When she shines light on the gold tip, it focuses it into a narrow region at the tip apex, creating an optical nanocavity with the quantum dot sample positioned into the near-field of the tip apex – one small enough to interact with that tiny dot.

“It works like the antenna in your phone, just for light. The tip nano-cavity collects the light that we shine on it and focuses it to a tiny spot,” May said.

The AFM now provides the advantage that the tip can move around. So May can position the tip near the quantum dot with atomic precision. Strong coupling sets in at very short distances between the tip and the quantum dot. When that happens, the tip and the dot exchange information really well, May explained, tossing photons back and forth like ping-pong ball.

“As we come closer and closer to the quantum dot, we see that the coupling kind of kicks in.” May said. “I was actually impressed by how well it works. And, that really hasn't been done before. We can really optimize the interaction.”

Seeing the results, Raschke was surprised. “At first we almost did not believe the results and thought something had gone wrong,” he said. “It was truly exhilarating when we saw the signal for the first time and we're convinced it is real.”

That strong-coupling effect using the AFM tip lets May and her fellow researchers tune, control, and image the interaction with the quantum dot in real time and space. Pull the tip back, by a distance of even just one atom diameter, and the signal gets weaker. Push it closer, and the signal gets stronger.

Free from the fridge

Being able to write and read the energy level of a single quantum dot or atom using light is an enabling step for several emerging quantum technologies, like metrology and sensing tools. And breaking out of the ultra-cold regimes could help bring these tools out of the lab for wider applications.

“Often, quantum physics and tailored light-matter interactions happen in dilution refrigerators which create ultracold, ultrahigh vacuum, very pristine conditions,” May said. “And it's attractive to think about moving away from that, because if we want to use these technologies more broadly, it's so much cheaper to be able to just do it in your lab or your office or your living room.”

It won’t get rid of the need for research and technologies at low temperature because of other important virtues, Raschke clarified. But this finding complements and expands quantum science and technology into new regimes at room temperature.
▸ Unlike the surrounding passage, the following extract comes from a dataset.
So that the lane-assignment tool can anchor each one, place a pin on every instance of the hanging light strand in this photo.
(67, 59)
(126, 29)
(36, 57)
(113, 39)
But it also serves as a new tool to provide fundamental new insight into how quantum information is lost in interacting environments, which can help optimize quantum systems more broadly.

“This is exploratory research for broadening quantum technologies, creating a wider range of platforms and broader accessibility. We are bringing quantum technologies into more real world applications, which is really exciting,” he said.

Their paper was published in Science Advances on July 12, 2019.


Written by Rebecca Jacobson


Controlling quantum states of matter and controlling the interaction between light and matter are important goals for developing quantum technologies. Historically, this control was limited to cryogenic environments to reduce loss of information to the surrounding environment. However, plasmonic cavities can focus light down to smaller than its wavelength, which enables strong quantum interactions even at room temperature. Based on an optical nano-cavity formed between a scanning plasmonic tip and the sample, we control the quantum state of a single emitter with light. This opens a path to induce, probe, and control single-emitter plasmon hybrid quantum states for applications from optoelectronics to quantum information science at room temperature.